Geithner has done such a poor job of projecting the required animus that he is the subject of bipartisan calls for his resignation. Meanwhile, the process-obsessed administration has proposed a regulatory-overhaul plan that has crept slowly through Congress.
The president clearly has a problem. He needs to forget about process for a moment and focus on leadership, and send a message that the status quo is over. I can think of no better way of doing that then by appointing a snorting, red-eyed bull to some kind of position of power—it doesn’t matter where—to get the Street back on track, get bonuses in line with sanity, light a fire under the regulatory apparatus, and above all to convince the public that the markets are in good hands.

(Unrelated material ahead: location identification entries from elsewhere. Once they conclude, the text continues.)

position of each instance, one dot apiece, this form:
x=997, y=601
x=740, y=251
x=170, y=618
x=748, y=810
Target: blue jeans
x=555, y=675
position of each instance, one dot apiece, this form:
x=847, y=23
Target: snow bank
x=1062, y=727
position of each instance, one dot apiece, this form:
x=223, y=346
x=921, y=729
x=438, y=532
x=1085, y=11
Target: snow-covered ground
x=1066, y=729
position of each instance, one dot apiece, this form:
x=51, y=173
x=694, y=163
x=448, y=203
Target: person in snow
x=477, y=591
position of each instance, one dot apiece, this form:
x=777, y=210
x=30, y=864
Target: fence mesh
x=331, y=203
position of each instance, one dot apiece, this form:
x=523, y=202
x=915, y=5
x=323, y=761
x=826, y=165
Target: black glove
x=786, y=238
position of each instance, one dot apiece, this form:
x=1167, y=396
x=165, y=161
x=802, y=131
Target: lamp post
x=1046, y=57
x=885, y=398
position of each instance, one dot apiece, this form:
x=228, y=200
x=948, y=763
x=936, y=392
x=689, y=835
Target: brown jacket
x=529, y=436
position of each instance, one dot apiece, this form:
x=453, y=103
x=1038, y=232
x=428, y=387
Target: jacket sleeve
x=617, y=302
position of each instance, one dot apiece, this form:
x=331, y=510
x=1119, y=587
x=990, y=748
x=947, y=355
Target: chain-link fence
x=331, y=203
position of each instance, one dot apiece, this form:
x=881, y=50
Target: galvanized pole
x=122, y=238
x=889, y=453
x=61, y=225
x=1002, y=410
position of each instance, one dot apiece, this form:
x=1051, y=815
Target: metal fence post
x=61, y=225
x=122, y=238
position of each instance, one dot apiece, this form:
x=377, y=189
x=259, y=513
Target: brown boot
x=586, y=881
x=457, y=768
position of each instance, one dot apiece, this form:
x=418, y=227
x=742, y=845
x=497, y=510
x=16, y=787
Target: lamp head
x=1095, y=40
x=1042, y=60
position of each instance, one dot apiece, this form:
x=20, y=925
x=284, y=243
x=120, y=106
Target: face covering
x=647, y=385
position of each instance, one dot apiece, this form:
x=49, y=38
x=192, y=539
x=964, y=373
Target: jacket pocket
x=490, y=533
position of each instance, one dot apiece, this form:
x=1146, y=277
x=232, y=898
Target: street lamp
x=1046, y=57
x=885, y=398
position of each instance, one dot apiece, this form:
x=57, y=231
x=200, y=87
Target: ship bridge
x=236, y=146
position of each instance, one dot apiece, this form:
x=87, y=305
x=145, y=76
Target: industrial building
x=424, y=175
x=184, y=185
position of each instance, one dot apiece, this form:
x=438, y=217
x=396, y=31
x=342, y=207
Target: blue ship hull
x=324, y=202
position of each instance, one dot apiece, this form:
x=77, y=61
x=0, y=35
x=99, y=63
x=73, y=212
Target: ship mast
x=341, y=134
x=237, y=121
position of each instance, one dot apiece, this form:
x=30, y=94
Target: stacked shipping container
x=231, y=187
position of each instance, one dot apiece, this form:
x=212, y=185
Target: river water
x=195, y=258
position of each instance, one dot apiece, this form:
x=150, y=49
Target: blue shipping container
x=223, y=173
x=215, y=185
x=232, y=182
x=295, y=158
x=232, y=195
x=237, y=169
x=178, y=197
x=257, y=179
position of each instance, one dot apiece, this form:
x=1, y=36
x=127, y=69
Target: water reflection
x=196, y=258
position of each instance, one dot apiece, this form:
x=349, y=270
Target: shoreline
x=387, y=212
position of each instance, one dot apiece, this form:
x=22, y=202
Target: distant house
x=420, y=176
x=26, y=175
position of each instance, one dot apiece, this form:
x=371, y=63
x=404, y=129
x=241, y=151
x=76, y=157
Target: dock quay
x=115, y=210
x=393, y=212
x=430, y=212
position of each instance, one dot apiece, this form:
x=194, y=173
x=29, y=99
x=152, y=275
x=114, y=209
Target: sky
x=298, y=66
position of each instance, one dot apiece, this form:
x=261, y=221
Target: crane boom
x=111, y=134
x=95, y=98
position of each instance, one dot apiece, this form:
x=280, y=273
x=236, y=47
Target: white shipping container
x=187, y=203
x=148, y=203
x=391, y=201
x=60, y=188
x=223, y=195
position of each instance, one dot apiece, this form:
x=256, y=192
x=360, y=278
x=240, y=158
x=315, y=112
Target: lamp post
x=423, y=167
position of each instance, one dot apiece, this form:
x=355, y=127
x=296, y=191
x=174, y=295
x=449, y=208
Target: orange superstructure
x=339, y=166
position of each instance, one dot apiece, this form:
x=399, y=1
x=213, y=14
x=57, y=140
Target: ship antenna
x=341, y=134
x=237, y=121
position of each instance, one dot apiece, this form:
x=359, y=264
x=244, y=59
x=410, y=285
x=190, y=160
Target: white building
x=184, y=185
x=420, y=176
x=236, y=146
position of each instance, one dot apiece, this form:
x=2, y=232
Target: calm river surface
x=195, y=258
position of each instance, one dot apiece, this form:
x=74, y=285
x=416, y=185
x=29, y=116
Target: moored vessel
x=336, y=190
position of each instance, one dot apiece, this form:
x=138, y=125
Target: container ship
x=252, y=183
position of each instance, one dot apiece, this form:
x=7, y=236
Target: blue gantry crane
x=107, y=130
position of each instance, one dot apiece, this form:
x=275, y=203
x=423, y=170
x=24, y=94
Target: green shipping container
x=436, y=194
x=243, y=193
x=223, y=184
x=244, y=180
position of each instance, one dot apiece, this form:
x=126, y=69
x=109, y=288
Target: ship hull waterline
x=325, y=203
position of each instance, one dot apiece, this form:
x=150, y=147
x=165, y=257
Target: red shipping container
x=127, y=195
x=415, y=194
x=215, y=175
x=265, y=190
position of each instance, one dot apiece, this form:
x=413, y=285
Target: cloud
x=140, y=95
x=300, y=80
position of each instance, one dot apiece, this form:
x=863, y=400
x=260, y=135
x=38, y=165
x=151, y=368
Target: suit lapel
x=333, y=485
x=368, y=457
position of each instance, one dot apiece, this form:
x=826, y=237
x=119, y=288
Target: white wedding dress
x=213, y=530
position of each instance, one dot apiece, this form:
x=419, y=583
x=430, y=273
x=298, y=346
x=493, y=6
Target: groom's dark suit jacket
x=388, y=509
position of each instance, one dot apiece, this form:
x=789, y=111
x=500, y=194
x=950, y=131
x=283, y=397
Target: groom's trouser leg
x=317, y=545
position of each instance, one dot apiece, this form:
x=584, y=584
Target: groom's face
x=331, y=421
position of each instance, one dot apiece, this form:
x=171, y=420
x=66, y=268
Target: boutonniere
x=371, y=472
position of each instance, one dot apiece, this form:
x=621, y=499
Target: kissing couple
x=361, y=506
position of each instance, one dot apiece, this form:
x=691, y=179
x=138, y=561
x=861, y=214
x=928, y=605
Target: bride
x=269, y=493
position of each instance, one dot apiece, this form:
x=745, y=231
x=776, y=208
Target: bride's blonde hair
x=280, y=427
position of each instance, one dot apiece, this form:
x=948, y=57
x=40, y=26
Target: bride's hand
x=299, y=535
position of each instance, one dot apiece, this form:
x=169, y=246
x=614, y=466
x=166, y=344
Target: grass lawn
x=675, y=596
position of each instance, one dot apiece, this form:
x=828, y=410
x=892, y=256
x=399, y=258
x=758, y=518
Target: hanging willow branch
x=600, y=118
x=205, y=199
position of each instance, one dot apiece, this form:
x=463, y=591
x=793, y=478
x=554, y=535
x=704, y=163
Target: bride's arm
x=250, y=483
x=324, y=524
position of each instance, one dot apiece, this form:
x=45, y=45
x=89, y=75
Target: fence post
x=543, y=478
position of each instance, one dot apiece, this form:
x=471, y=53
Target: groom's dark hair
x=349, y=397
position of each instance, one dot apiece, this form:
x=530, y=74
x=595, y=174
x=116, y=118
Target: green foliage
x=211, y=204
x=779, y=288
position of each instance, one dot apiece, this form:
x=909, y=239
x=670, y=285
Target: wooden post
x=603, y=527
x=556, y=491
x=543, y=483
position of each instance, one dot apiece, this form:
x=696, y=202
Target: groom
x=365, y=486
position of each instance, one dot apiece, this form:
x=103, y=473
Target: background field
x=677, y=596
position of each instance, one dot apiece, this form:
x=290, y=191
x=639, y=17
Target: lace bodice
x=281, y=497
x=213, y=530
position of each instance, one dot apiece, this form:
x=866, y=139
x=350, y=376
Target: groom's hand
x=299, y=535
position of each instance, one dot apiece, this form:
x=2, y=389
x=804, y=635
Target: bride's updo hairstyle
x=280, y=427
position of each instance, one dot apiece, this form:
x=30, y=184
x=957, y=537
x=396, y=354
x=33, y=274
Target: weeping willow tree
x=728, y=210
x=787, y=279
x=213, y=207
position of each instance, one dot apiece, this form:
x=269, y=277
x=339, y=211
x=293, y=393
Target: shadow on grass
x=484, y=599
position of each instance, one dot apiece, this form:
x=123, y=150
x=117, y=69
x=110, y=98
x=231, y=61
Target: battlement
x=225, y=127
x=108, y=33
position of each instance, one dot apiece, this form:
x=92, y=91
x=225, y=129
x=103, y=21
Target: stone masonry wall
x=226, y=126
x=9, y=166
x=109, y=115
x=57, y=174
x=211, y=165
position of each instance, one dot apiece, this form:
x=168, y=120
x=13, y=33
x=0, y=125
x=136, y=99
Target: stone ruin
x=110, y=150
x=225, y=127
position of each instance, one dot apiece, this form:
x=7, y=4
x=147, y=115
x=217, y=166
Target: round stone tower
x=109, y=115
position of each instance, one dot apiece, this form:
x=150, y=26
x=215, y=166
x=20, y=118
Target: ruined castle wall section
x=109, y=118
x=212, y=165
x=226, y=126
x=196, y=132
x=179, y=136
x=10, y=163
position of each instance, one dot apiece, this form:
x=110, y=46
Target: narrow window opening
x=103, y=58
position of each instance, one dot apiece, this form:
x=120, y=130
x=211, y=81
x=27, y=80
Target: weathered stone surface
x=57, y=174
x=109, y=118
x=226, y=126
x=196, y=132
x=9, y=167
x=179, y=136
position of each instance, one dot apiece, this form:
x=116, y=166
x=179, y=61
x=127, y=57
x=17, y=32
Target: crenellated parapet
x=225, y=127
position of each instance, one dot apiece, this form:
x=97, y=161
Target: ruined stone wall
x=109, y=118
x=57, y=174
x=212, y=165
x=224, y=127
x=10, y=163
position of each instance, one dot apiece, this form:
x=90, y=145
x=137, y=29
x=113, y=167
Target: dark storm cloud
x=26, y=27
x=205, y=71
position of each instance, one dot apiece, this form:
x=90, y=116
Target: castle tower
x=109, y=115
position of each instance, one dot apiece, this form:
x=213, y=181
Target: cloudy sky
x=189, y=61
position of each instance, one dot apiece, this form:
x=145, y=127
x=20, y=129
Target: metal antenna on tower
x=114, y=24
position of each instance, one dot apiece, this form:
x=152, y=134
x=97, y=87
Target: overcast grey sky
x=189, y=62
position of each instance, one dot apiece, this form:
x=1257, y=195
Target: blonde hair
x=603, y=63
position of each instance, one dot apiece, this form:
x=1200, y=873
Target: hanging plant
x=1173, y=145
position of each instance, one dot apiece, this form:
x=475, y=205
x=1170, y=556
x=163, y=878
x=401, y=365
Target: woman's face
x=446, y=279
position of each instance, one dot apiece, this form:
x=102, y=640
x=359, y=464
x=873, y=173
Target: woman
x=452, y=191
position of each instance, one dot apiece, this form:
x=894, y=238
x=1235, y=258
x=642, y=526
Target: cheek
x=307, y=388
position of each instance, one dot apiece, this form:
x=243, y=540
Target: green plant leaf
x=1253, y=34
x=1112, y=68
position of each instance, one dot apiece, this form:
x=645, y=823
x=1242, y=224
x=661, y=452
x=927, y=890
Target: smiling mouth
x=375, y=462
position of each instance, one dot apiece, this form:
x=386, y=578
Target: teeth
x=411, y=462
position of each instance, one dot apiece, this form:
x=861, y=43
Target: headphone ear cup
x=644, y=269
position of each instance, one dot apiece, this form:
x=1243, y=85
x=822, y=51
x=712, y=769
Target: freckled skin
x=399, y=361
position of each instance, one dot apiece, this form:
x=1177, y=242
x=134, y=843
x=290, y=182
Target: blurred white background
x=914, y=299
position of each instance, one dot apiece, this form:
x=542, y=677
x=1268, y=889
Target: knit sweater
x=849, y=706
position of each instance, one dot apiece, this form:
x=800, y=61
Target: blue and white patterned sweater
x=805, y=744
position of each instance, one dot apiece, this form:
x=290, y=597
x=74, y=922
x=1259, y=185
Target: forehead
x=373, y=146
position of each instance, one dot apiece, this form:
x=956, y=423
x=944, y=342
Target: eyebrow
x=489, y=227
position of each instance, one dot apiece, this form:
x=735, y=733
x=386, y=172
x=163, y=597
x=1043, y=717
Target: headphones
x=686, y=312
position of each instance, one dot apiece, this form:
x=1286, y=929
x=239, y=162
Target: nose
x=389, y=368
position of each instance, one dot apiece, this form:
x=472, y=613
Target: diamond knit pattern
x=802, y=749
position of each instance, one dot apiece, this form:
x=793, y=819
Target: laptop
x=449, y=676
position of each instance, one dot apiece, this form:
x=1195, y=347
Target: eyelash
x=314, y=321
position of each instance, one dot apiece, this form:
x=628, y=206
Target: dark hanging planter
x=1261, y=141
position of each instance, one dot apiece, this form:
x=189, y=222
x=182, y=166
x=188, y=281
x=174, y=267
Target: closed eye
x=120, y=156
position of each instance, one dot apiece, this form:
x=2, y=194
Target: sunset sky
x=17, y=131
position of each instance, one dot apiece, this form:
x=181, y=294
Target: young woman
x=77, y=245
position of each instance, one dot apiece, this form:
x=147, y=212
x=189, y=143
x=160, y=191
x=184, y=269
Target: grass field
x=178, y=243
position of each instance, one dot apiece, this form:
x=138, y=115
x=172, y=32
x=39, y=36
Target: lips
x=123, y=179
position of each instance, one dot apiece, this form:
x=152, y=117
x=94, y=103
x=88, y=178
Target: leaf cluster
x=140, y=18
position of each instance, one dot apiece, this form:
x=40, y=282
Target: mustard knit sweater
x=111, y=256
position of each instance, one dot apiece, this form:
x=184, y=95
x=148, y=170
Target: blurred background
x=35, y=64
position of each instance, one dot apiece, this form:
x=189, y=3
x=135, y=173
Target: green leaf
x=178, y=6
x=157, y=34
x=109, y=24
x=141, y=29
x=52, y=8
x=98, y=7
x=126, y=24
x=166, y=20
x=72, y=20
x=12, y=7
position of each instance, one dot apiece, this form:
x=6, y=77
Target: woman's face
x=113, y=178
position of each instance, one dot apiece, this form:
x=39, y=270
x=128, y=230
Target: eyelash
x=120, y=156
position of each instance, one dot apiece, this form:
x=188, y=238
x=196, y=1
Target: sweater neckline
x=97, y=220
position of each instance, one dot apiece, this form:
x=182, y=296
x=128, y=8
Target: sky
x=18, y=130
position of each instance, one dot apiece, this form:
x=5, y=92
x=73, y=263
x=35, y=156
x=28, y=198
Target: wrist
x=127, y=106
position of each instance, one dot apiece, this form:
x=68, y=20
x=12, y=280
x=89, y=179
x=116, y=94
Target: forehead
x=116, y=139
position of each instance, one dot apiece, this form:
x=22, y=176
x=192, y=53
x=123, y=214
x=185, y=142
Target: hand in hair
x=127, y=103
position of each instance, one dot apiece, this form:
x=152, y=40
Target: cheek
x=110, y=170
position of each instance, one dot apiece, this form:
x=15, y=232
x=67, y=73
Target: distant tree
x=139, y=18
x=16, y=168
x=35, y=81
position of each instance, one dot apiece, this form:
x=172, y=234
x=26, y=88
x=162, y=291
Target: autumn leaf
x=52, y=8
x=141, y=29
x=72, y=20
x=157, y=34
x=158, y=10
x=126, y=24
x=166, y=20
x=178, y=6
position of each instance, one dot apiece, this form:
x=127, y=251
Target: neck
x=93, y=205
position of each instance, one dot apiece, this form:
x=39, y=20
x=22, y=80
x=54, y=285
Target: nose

For that job, I nominate Eliot Spitzer.
Yes, Eliot “Hire Hookers and Curse and Yell and Threaten” Spitzer, the notoriously nasty, disgraced former New York governor, the man whose fall was so rapid that his eardrums practically ruptured from the change in air pressure. Yes, that Eliot Spitzer, now consigned to—how’s this for a comedown—writing financial columns when he is not walking his dog on Park Avenue and occasionally giving interviews that show that, while not the kind of man you’d want dating your sister, he definitely knows what he is talking about.
Not long ago, at just the time we needed him the most, Spitzer was even more of a pariah than he is today. Some months back, just as the financial crisis was in full agony, I was sitting in a back row of Carnegie Hall during a classical concert, and in came Mr. and Mrs. Spitzer, taking seats right behind me, creeping in after the concert began and making a quick exit at intermission. The markets were heaving like a tuberculosis patient at the time, and here was a man who could make a difference, so disgraced that he couldn’t even show his face in public.